14 May The Role of Company Secretary is Underrated
by Matodzi Ratshimbilani
In the face of widespread malfeasance, barefaced disregard of the law governing both private and state-owned companies, the debate on the role and liabilities of directors has dominated public discourse in the recent past. The focus on the role of directors is justified given that they are tasked with the responsibility to direct and manage the affairs of the companies on whose boards they serve.
The role of company secretaries in the case of companies or board secretaries in the case of other legal entities not incorporated in terms of the Companies Act, has received less attention notwithstanding the fact that the role of the company secretary if performed as contemplated in the Companies Act and the law of corporate governance is a significant one.

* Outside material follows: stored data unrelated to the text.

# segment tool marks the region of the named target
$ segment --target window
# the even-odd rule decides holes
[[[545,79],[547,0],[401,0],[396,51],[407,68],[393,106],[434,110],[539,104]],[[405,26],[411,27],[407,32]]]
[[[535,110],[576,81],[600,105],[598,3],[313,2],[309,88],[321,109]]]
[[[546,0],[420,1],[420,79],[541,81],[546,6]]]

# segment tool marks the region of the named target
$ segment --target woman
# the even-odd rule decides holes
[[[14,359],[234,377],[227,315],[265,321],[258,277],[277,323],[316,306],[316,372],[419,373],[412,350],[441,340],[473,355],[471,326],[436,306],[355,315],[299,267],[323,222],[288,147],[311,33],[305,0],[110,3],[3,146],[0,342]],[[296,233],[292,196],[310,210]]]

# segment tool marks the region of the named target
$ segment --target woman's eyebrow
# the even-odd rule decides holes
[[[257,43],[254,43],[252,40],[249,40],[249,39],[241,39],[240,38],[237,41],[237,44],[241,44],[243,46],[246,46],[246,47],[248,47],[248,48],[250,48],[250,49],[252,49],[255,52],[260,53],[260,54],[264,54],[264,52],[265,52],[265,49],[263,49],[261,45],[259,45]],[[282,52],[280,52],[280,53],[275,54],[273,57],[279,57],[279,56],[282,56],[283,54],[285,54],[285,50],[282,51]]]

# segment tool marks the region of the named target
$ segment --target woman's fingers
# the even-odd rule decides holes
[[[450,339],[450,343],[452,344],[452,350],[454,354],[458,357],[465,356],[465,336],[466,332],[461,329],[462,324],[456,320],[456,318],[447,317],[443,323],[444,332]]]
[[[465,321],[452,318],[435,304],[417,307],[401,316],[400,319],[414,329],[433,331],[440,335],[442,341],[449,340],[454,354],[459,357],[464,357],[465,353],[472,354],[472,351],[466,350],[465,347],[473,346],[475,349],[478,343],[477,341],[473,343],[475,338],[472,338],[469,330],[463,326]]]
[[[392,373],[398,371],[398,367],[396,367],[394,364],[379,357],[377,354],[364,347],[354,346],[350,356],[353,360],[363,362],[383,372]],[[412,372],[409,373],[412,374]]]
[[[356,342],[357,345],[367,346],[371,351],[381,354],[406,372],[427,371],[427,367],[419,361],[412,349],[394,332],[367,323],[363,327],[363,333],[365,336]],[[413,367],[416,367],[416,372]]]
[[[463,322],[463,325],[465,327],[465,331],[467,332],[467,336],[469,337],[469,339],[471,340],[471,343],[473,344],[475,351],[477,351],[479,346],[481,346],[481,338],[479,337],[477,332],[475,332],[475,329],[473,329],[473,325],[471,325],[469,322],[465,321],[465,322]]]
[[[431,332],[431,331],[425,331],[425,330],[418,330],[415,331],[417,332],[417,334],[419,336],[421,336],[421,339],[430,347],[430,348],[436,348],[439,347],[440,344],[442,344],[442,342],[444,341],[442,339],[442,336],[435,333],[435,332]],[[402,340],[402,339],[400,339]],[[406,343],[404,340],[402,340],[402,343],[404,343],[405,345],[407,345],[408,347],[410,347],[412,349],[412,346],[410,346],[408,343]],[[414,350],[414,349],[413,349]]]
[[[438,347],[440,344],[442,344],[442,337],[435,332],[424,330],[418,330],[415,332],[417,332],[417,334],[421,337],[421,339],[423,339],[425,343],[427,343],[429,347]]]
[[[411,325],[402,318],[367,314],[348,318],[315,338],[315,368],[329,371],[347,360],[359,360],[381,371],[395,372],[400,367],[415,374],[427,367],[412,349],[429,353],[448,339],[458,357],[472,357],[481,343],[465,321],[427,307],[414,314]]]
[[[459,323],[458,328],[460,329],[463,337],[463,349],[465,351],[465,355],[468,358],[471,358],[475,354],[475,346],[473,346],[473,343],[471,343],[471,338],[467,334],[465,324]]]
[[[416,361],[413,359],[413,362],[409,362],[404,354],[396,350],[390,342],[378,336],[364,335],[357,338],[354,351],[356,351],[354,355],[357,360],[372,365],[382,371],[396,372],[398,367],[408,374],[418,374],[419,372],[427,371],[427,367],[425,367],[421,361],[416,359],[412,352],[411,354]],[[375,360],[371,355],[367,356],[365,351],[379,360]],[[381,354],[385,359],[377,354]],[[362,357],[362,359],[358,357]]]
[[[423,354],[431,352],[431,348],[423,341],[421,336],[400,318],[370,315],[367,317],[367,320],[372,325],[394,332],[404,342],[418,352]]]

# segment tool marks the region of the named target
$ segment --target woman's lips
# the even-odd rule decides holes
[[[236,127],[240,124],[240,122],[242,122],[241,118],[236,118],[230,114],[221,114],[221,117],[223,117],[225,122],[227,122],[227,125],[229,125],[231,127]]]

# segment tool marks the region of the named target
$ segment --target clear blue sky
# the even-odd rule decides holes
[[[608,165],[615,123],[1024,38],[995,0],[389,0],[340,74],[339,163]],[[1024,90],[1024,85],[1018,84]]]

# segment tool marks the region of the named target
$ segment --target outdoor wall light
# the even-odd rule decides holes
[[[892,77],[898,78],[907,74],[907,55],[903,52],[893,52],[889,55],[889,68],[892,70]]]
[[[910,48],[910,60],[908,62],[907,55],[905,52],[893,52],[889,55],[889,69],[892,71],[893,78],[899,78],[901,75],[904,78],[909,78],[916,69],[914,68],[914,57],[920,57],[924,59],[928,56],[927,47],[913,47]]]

It appears that in most cases company secretaries are reduced to minute takers and record keepers of the board. This is an important role of a company secretary in terms of the law however it is a secondary role when compared to the principal role of a company secretary which in terms of section 88 of the Companies Act is to provide directors of the company with guidance as to their duties, responsibilities and powers, most importantly the role of the company secretary in terms of section 88(2)(b) is making aware the directors of the company of any relevant law that affects the company and their responsibilities.
The role of the company secretary in guiding the directors of their duties and advising them on the applicable legal regime if correctly performed should serve as a last line of defence to prevent the directors from breaking the law and acting against the best interests of the company. The company secretary is part of the board and all decisions made by the board are so made in the presence of the company secretary. Even to the extent where decisions are made without physical meetings the company secretary is responsible for recording all decisions of the board before they are executed. This affords the company secretary an opportunity to sternly counsel directors from breaking the law.
In most organisations this important role of the company secretary has been reduced to basic administration. Further, there are many company secretaries that are under qualified and do not have the requisite knowledge and experience to serve as authoritative advisers to directors who act outside of their mandate and the law.
Where a company secretary is inexperienced and lacks gravitas it is often the case that far from providing guidance to the directors, their role is so diminished that they are unable to meaningfully engage the directors of the company let alone provide them guidance and give them legal advice.
The nomenclature of secretary for this role seems to worsen the position. Many an inexperienced director on hearing that the designation of what is essentially a legal advisor of the directors often adopts the attitude that the company secretary is a junior employee of the company for whom no high regard or attention should be given. This is indeed a grave error as the Companies Act and the law in general expects the so-called company secretary to act as the most senior legal counsel in the company and is expected to give legal advice and corporate governance guidance at the apex of the leadership of the company, being the directors.
Before the advent of the 2008 Companies Act, the audit committee of a company was treated in the same manner as any committee of the board which only executed its responsibilities at the behest of the board of directors and without inherent decision-making powers. In line with international practice the 2008 Companies Act enhanced the role and standing of the audit committee by creating it as a statutory committee which is answerable to the shareholders and not the directors for whom it is intended to serve as a watch-dog. There is a lesson to be learnt from the manner in which the 2008 Companies Act treats audit committees which can be applied to the role of company secretaries. Given the importance of the role that company secretaries are expected to play in relation to the conduct of directors it seems that the structural repositioning of company secretaries is long overdue. The position of company secretary should be placed independent from the board in the same manner as the audit committee to ensure that it assumes the powers and the independence concomitant with its legal responsibilities. This reclassification of the role of a company secretary can be done in a similar manner as the auditing profession has done with respect to the role of internal auditors and the elevation of chief audit executives in many companies.
An experienced company secretary who is appropriately placed in the structure of the company, with the necessary authority to call directors to order will go a long way to call out directors when they disregard their fiduciary responsibilities, the law, company policies and protocols.